The objective of this study was to assess the efficacy of urine cytology in predicting definitive pathology in patients undergoing transurethral bladder tumor resection.

Materials and Methods

Patients who underwent transurethral bladder tumor resection between January 2019 and April 2022 were included. Urine cytology was performed via the bladder wash of the first urine sample as the initial procedure during cystoscopy. Then, transurethral resection of the bladder tumor was performed. The demographic characteristics of the patients, including age and sex, were recorded. The diagnostic accuracy of urine cytology for bladder tumor detection was calculated using the Paris System for Reporting Urinary Cytology.

Results

A total of 229 patients who underwent endoscopic bladder tumor resection for urothelial carcinoma comprised the study group. Among patients, 193 (84.28%) were male and 36 (15.72%) were female. Urine cytology revealed “negative for high-grade urothelial carcinoma” in 44.11% of the patients, and “low-grade urothelial carcinoma” in 27.31% of the cases as the most common first two findings. The definitive pathological examination after endoscopic surgery revealed benign histology in 23.75% of the patients, whereas the remaining patients had urothelial carcinoma. The overall efficacy of urine cytology in detecting urothelial tumors was 72.89% sensitivity and 90.47% specificity.

Conclusion

Urine cytology can predict the final pathology of bladder urothelial carcinoma with limited sensitivity.

Keywords:
Urine cytology
high-grade
bladder cancer
urothelial carcinoma
hematuria

Introduction

Cystoscopy is currently the preferred tool for both diagnosis and follow-up of bladder cancer. However, it is invasive and is associated with significant morbidity. Cytologic examination of urine sediment is an easy-to-obtain test for diagnosing malignant diseases of the urinary tract (1). Urine cytology includes the diagnosis/monitoring of urothelial tumors and evaluation of hematuria (1). It is highly sensitive in high-grade (HG) tumors but is less sensitive in low-grade (LG) tumors. The overall sensitivity of cytology is 48% (1). It was 16% for LG tumors and 84% for HG tumors (1). Furthermore, its low sensitivity ranges from 28% to 100% for different series (2). On the other hand, urine cytology has remarkable specificity, exceeding 90% (3).

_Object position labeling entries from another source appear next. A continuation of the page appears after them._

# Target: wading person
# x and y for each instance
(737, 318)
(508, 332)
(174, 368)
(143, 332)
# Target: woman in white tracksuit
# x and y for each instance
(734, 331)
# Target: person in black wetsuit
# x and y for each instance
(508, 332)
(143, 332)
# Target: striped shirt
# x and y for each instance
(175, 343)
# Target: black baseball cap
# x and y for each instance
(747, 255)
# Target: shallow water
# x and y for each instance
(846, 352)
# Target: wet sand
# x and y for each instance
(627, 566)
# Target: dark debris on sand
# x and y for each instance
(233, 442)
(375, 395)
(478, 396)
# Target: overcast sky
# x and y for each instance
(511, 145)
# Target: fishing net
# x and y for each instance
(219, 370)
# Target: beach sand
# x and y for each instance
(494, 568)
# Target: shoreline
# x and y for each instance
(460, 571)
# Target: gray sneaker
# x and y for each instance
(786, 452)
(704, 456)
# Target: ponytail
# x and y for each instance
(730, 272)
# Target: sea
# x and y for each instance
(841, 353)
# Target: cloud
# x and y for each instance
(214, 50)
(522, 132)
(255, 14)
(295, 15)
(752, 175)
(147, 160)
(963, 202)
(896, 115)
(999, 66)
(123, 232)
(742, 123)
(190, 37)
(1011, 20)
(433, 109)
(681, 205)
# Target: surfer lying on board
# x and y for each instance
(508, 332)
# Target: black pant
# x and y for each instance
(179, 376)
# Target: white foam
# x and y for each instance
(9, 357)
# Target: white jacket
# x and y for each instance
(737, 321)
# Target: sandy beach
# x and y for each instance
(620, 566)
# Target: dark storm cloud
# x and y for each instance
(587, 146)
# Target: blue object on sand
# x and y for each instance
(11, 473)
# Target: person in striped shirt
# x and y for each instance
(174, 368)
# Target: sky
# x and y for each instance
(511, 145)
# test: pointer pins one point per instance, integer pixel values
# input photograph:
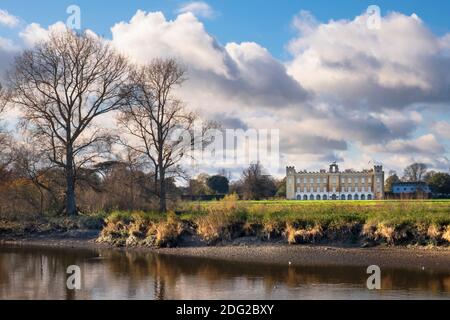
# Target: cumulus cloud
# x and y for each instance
(241, 75)
(344, 61)
(198, 8)
(442, 128)
(424, 145)
(8, 19)
(348, 94)
(34, 33)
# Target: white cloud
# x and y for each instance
(34, 33)
(344, 61)
(8, 19)
(349, 94)
(198, 8)
(442, 128)
(424, 145)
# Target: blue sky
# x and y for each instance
(336, 90)
(267, 22)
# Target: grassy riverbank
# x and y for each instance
(367, 223)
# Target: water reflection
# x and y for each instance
(37, 273)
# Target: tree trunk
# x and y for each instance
(162, 191)
(71, 206)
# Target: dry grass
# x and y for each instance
(392, 223)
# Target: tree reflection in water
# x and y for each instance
(39, 273)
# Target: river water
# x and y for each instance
(40, 273)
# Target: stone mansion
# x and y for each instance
(335, 184)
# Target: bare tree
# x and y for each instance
(153, 115)
(415, 172)
(3, 100)
(256, 184)
(62, 86)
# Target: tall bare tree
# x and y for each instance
(62, 86)
(152, 116)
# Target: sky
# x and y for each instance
(336, 88)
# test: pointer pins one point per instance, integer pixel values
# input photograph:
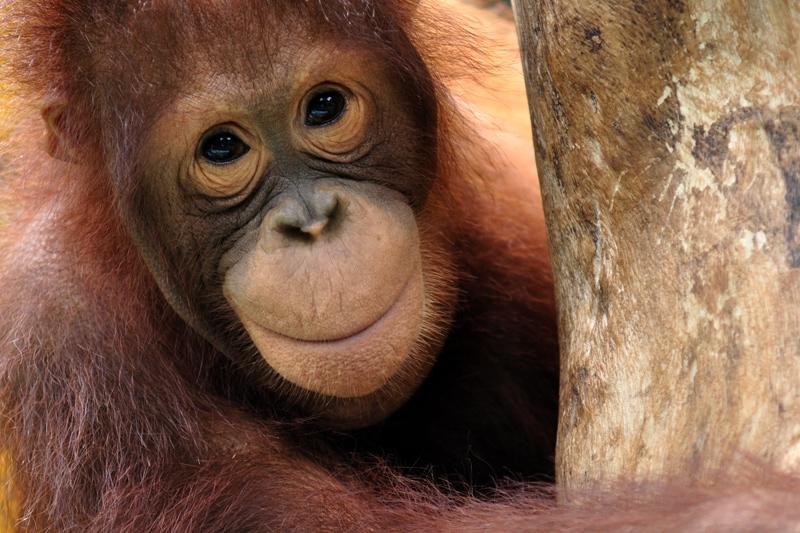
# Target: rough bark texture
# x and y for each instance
(668, 144)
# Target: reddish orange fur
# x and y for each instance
(118, 417)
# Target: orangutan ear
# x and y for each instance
(57, 142)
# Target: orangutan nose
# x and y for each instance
(307, 217)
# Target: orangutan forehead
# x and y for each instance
(231, 38)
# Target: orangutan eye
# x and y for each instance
(325, 108)
(223, 147)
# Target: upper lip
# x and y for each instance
(349, 336)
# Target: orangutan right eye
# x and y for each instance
(223, 147)
(228, 161)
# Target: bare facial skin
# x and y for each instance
(331, 289)
(303, 197)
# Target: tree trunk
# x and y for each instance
(667, 138)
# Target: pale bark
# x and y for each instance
(667, 138)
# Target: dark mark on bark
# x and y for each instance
(784, 136)
(594, 37)
(711, 148)
(783, 130)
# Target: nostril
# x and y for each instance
(315, 229)
(307, 219)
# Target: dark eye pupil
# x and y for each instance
(325, 107)
(223, 147)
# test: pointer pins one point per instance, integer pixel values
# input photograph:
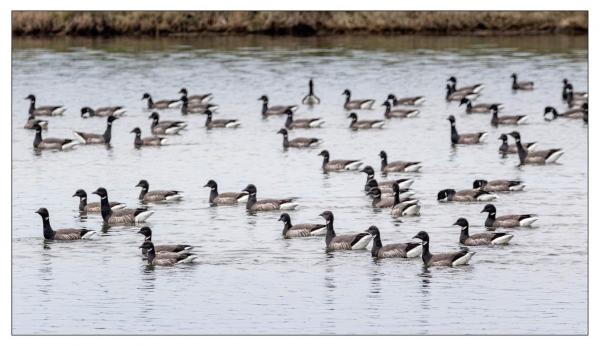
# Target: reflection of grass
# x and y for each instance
(293, 22)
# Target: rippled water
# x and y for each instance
(249, 280)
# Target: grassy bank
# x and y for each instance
(34, 23)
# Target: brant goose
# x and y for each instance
(397, 166)
(307, 123)
(399, 113)
(165, 127)
(93, 207)
(298, 142)
(51, 143)
(147, 233)
(300, 230)
(267, 204)
(62, 234)
(486, 238)
(220, 123)
(478, 108)
(356, 124)
(274, 110)
(451, 259)
(520, 85)
(506, 119)
(311, 98)
(356, 241)
(469, 195)
(102, 111)
(407, 101)
(505, 148)
(94, 138)
(44, 110)
(404, 183)
(146, 141)
(402, 250)
(356, 104)
(162, 104)
(166, 258)
(338, 165)
(225, 198)
(121, 216)
(498, 185)
(507, 221)
(465, 138)
(157, 195)
(539, 157)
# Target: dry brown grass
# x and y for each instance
(295, 22)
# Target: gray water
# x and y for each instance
(248, 280)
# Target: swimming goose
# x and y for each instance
(356, 124)
(356, 104)
(459, 95)
(225, 198)
(311, 98)
(298, 142)
(274, 110)
(162, 104)
(157, 195)
(32, 121)
(43, 110)
(146, 141)
(165, 127)
(465, 138)
(51, 143)
(402, 250)
(93, 207)
(202, 98)
(94, 138)
(480, 107)
(164, 259)
(338, 165)
(550, 113)
(147, 233)
(404, 183)
(399, 113)
(507, 221)
(408, 101)
(102, 111)
(500, 185)
(486, 238)
(397, 166)
(505, 148)
(122, 216)
(62, 234)
(539, 157)
(475, 88)
(219, 123)
(451, 259)
(507, 119)
(469, 195)
(267, 204)
(356, 241)
(520, 85)
(300, 230)
(307, 123)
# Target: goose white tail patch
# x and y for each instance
(143, 216)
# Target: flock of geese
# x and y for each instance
(394, 194)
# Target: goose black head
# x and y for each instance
(462, 222)
(212, 184)
(146, 231)
(489, 208)
(251, 189)
(327, 215)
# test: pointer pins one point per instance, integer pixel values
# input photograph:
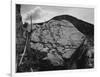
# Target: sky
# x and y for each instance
(42, 13)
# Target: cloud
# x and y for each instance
(38, 15)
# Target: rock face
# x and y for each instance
(60, 43)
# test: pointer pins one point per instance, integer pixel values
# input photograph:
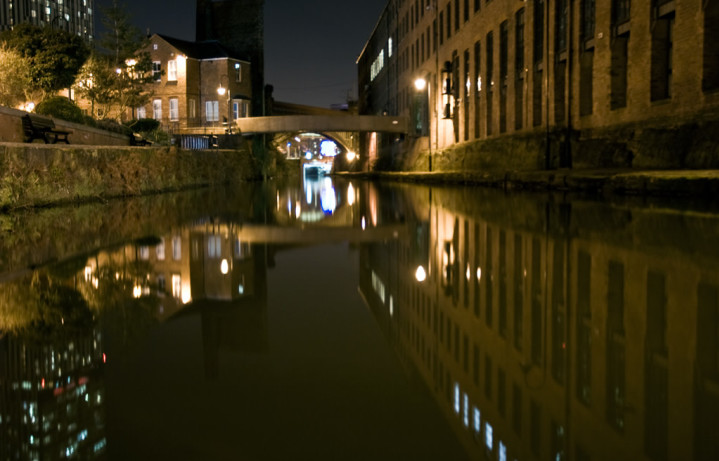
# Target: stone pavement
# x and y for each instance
(667, 183)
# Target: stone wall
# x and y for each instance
(40, 174)
(11, 131)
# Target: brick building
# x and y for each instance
(74, 16)
(547, 84)
(239, 26)
(197, 84)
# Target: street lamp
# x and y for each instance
(222, 91)
(423, 89)
(447, 90)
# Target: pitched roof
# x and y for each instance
(210, 49)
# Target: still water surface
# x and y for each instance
(357, 321)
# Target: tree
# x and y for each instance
(116, 78)
(54, 56)
(14, 77)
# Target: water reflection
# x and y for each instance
(539, 329)
(554, 331)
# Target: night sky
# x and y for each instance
(311, 46)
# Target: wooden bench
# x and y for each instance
(37, 127)
(136, 139)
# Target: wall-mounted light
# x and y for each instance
(447, 90)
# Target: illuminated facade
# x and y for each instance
(196, 84)
(74, 16)
(538, 84)
(543, 336)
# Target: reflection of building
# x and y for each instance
(52, 398)
(547, 334)
(74, 16)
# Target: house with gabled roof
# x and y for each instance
(196, 84)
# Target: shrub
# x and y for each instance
(62, 108)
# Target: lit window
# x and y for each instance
(171, 70)
(160, 250)
(456, 398)
(212, 111)
(466, 410)
(214, 246)
(174, 110)
(176, 248)
(176, 286)
(191, 108)
(156, 70)
(157, 109)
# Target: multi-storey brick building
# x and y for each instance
(545, 84)
(196, 84)
(74, 16)
(239, 26)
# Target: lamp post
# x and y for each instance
(222, 91)
(423, 89)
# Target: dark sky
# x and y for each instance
(311, 46)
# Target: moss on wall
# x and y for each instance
(37, 175)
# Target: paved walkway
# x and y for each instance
(672, 183)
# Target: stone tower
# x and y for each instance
(239, 26)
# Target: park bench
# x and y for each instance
(136, 139)
(37, 127)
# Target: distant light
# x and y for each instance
(350, 195)
(420, 274)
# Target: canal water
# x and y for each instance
(348, 320)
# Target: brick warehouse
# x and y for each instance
(544, 84)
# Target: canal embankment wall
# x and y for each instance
(657, 145)
(11, 131)
(46, 174)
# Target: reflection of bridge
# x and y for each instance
(314, 124)
(256, 233)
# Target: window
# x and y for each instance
(156, 71)
(174, 110)
(214, 247)
(160, 250)
(176, 286)
(212, 111)
(177, 248)
(172, 71)
(157, 109)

These findings suggest that urine cytology is largely subjective, and the ability to detect cancer cells is dependent on the experience of cytologists, particularly in detecting LG atypia tumors (4). Consequently, significant variability in cytology results has been reported among the 10 centers and ranges from poor (63%) to excellent (89%) (5). The Paris System (TPS) for Reporting Urinary Cytology, which was proposed in 2016 and updated in 2022, has standardized the diagnostic criteria for HG urothelial carcinoma and provided promising results (6, 7). In order to detect the utilization yield of this new TPS, recent clinical trial results are required.
The objective of this retrospective study was to document the efficacy of urine cytology in predicting definitive pathology in patients who underwent transurethral bladder tumor resection.

Material and Methods

A total of 240 patients who underwent endoscopic bladder tumor resection between January 2019 and April 2022. The group consisted of patients with either tumor recurrence during follow-up cystoscopy or initial diagnosis of bladder cancer. The exclusion criteria were renal cell carcinoma, prostate cancer, and any other histological subtype that differed from urothelial cancer. Two cases of bladder small cell carcinoma and four cases of prostate adenocarcinoma were excluded. Another 3 cases who had different histological characteristics (chronic lymphocytic leukemia/small lymphocytic lymphoma, colon adenocarcinoma, and leiomyosarcoma) were also not included. According to urine cytology results, two cases that were found inadequate in terms of cellularity were also excluded. Finally, 229 patients with urothelial pathology constituted the study group. This retrospective study was approved by the Clinical Research Ethics Committee of Marmara University (protocol number: 09.2024.444, date: 08.12.2023).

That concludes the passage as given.